The Earl of Cardigan is challenging the removal of historic paintings from his home on the 4,500-acre Savernake Estate on the outskirts of Marlborough, insisting that the estate’s trustees had no legal right to remove “fixtures and fittings.”
The 58-year-old Earl claims there is no need to sell the paintings, among them works by Sir Joshua Reynolds and Sir Peter Lely, to recoup the cost of his divorce settlement with his wife, said to have put the estate £1 million in the red.
“There’s no need for them to sell them,” declares the Earl, whose indirect relative led the famous Charge of the Light Brigade. “The divorce has cost money but it’s merely a cash-flow problem.”
“The estate has dozens of valuable assets that we can borrow against.”
In an interview in The Lady magazine, he says too that when he signed a 20-year-old lease with the trustees for his current home, Savernake Lodge, they granted him the right to enjoy “all the fittings, fixtures and furnishings” therein.
“It’s ludicrous to say the paintings aren’t fittings, fixtures and furnishings,” the Earl protests. “And I should know. I fixed them on the walls myself.”
“If they’re allowed to get away with this, it’s logical that the trustees could strip me of everything – and leave me sitting here in an empty house.”

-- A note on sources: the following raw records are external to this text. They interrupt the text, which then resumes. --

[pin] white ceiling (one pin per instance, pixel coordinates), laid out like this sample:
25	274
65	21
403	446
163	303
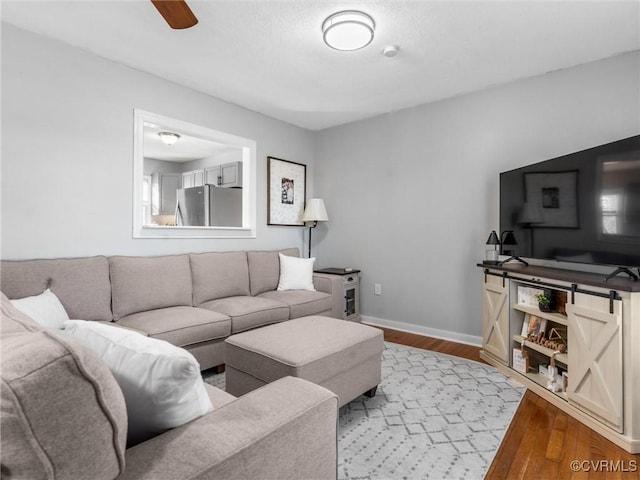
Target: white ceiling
268	55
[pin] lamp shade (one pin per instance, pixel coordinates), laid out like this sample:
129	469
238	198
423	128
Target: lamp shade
493	238
315	211
509	238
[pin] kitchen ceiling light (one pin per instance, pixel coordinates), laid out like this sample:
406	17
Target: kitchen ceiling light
348	30
169	138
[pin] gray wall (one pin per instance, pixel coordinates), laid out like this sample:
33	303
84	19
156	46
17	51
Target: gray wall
413	195
67	152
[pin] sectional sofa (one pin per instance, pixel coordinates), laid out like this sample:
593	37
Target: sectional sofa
194	301
64	416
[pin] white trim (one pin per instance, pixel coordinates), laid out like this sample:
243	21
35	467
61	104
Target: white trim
425	331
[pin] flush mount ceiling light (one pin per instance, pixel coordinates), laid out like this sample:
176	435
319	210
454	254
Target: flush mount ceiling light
348	30
169	138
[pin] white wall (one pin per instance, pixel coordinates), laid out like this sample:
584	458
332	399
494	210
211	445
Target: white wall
67	152
413	195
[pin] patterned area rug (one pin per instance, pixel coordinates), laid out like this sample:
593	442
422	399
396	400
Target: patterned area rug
434	416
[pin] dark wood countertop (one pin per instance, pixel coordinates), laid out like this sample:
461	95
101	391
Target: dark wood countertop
621	282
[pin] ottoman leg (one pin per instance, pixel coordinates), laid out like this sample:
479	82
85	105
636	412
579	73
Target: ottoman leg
371	392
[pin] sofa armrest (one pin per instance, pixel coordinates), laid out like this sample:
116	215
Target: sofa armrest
331	284
285	430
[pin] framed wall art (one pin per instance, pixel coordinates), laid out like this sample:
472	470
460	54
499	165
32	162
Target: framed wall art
286	192
555	196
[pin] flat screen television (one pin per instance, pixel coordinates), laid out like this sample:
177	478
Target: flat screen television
583	207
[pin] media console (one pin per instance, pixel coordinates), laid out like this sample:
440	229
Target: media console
594	347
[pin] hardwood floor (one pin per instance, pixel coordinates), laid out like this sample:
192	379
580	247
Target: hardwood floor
542	441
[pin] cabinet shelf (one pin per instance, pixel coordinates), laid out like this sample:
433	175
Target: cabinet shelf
560	357
542	381
554	317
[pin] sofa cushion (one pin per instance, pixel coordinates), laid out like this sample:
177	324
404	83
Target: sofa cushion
147	283
161	383
219	275
45	309
63	414
249	312
81	284
264	269
181	326
302	302
295	273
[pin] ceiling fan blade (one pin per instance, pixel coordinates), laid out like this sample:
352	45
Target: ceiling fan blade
176	12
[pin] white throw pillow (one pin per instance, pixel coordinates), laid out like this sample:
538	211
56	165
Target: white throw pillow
161	383
45	309
296	273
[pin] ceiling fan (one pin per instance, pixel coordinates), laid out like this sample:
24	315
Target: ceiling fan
176	12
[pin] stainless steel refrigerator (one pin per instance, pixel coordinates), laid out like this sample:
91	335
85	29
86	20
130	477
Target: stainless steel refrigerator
209	206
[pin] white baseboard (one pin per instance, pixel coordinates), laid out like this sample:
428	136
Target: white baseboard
426	331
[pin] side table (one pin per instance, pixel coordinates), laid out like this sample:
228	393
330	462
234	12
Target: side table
351	286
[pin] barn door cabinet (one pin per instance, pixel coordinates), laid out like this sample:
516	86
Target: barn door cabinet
590	337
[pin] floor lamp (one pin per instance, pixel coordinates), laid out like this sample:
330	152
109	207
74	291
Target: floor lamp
314	212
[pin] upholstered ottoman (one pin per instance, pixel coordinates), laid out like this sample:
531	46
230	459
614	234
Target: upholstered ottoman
341	356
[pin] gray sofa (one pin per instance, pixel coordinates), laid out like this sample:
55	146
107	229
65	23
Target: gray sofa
194	301
64	417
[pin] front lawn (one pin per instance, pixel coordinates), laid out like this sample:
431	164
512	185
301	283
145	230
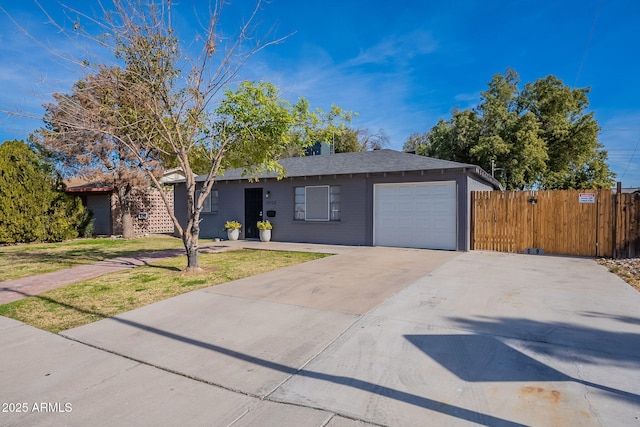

And pointing out the hooks of the 25 works of art that have been removed, he adds: “I felt like Mike Tyson had just clouted me. It’s like a burglary.”
“One of the works was a portrait of a young Lady Elizabeth Seymour by Sir Peter Lely. It was on the stairs, and I walked past it every morning and every night. It was a joy.”
“Successive generations of my family have handed it down for hundreds of years, and now it has been taken on my watch. That’s devastating.”
The Earl and his second wife, Joanne Hill, he points out, had to live in Savernake Lodge for 14 weeks without hot water and having to boil a kettle to do so, a situation that has now been remedied.
“There wasn’t even hot water in the guest bedrooms,” he says. “I blame the trustees who manage my estate. A simple pump has needed replacing since Maundy Thursday (in April), and they’ve only just done something about it.”
“Now I’ve got a leaking roof. It’s intolerable.”
Some of the now missing paintings were sold in April and will never be returned. A second Sotheby’s sale has however been halted after the Earl secured a last minute injunction.
The fate of the remaining 12 paintings will depend on a High Court hearing expected to be held in the coming months.